Dans les pages du Monde, la journaliste Véronique Mortaigne est enthousiasmée par la rencontre entre les deux créateurs. Selon elle, Legrand et Guidoni « ont en commun d'être de doux félins, aux allures nonchalantes et au charme dangereux ». Le premier « donne des airs intellectuels à la moindre ritournelle » et l'autre ajoute « des touches d'étrangeté périlleuse aux situations ordinaires »[33]. Elle considère également que ce disque est « bien meilleur » que les précédents opus de Jean Guidoni[33].

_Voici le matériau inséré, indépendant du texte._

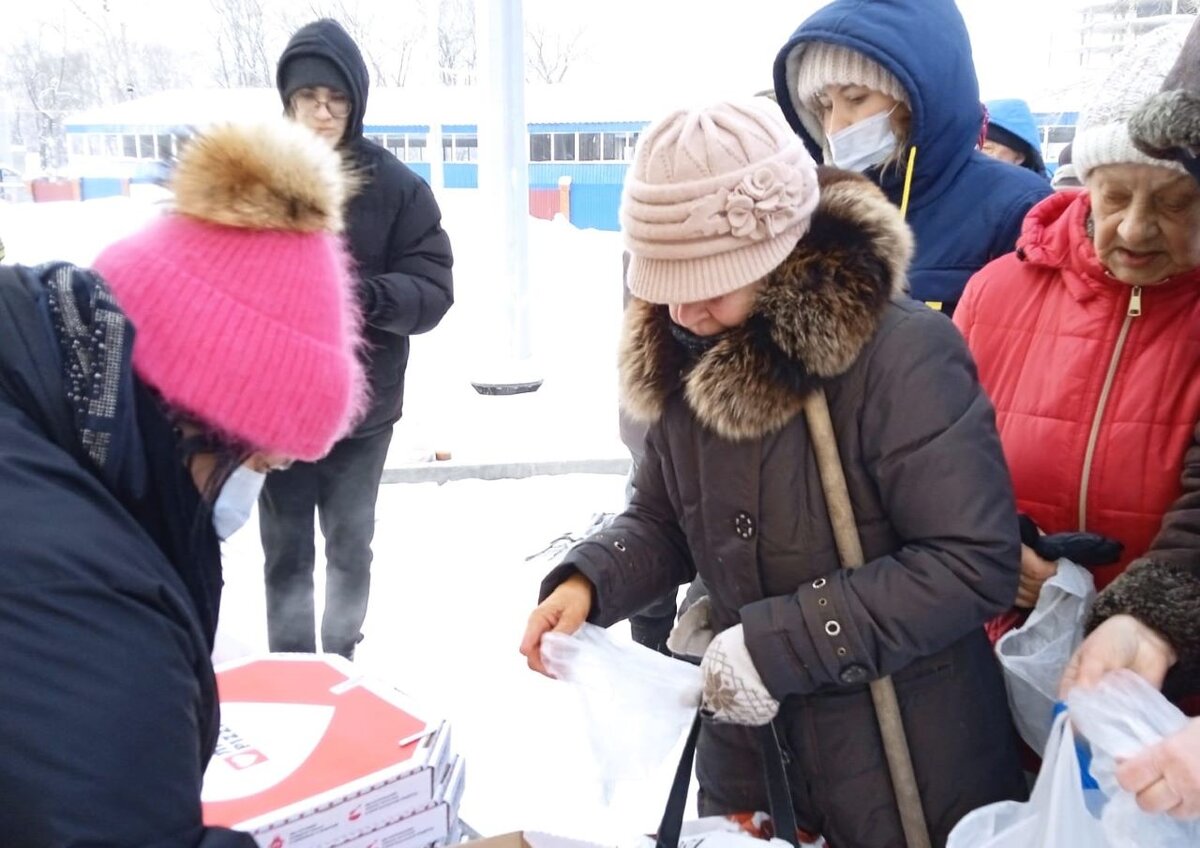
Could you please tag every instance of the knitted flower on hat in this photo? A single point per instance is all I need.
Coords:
(1137, 73)
(715, 199)
(240, 298)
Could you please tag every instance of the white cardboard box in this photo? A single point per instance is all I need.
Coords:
(312, 753)
(429, 827)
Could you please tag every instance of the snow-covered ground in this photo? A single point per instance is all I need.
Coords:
(451, 585)
(574, 295)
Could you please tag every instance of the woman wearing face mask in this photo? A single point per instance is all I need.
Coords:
(876, 86)
(142, 401)
(1087, 337)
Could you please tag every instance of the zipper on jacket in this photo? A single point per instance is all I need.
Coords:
(1134, 311)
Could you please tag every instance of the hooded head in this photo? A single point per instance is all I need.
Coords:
(240, 298)
(1011, 124)
(1168, 125)
(714, 200)
(323, 54)
(1138, 72)
(923, 46)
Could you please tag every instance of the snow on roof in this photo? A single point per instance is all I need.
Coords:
(385, 107)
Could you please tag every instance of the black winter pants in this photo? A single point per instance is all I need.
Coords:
(342, 488)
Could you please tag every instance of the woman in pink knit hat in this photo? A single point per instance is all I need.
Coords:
(142, 402)
(759, 282)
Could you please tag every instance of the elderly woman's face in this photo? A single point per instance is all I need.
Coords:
(1147, 222)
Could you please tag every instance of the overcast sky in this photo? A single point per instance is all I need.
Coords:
(723, 47)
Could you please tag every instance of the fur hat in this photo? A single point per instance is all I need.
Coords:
(1137, 73)
(714, 200)
(1168, 125)
(241, 296)
(820, 64)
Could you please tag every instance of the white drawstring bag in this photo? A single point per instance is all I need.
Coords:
(637, 702)
(1059, 815)
(1035, 655)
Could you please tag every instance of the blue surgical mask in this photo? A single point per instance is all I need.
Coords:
(235, 500)
(864, 144)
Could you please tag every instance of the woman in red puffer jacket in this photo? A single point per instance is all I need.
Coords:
(1087, 337)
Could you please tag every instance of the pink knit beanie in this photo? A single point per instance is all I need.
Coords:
(715, 199)
(241, 296)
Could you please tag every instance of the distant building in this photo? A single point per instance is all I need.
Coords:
(1108, 25)
(585, 137)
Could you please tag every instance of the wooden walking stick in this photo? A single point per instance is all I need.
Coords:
(850, 551)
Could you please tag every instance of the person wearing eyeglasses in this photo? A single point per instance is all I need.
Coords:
(402, 259)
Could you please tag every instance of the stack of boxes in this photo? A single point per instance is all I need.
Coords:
(313, 755)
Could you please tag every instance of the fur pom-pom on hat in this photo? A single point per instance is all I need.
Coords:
(241, 296)
(277, 175)
(1104, 134)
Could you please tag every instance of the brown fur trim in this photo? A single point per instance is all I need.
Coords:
(815, 313)
(274, 175)
(1164, 596)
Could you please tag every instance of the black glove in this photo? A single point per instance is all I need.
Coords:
(1085, 548)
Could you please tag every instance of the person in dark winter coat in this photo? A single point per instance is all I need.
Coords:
(142, 401)
(403, 263)
(1013, 136)
(754, 287)
(1085, 336)
(1149, 619)
(851, 64)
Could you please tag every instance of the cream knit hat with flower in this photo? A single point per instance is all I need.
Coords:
(715, 199)
(1137, 74)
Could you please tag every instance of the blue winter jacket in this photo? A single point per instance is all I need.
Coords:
(965, 209)
(109, 584)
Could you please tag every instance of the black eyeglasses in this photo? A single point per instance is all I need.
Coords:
(306, 100)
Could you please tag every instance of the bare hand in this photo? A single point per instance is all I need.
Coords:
(1120, 642)
(563, 612)
(1035, 571)
(1165, 777)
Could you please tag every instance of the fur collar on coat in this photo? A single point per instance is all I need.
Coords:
(814, 316)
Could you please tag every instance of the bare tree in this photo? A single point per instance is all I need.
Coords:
(241, 43)
(54, 80)
(550, 55)
(456, 42)
(387, 42)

Dans Libération, Patrice Demailly estime quant à lui que cette collaboration « apparaît surprenante, voire déroutante », mais reconnaît aussi que « Jean Guidoni ne cherche pas à travestir ses mots patraques et, s'il injecte davantage de légèreté, emmène son acolyte du côté des affres du mensonge, d'une héroïne du cinéma d'horreur des années 60 ou du sida[34] ». Dans le guide du CD des éditions Marabout, Marcel Barbin repère les clins d'œil à Charles Trenet tout en insistant sur l'aspect « hors modes » de l'album à qui il attribue trois étoiles (sur un total de quatre)[35].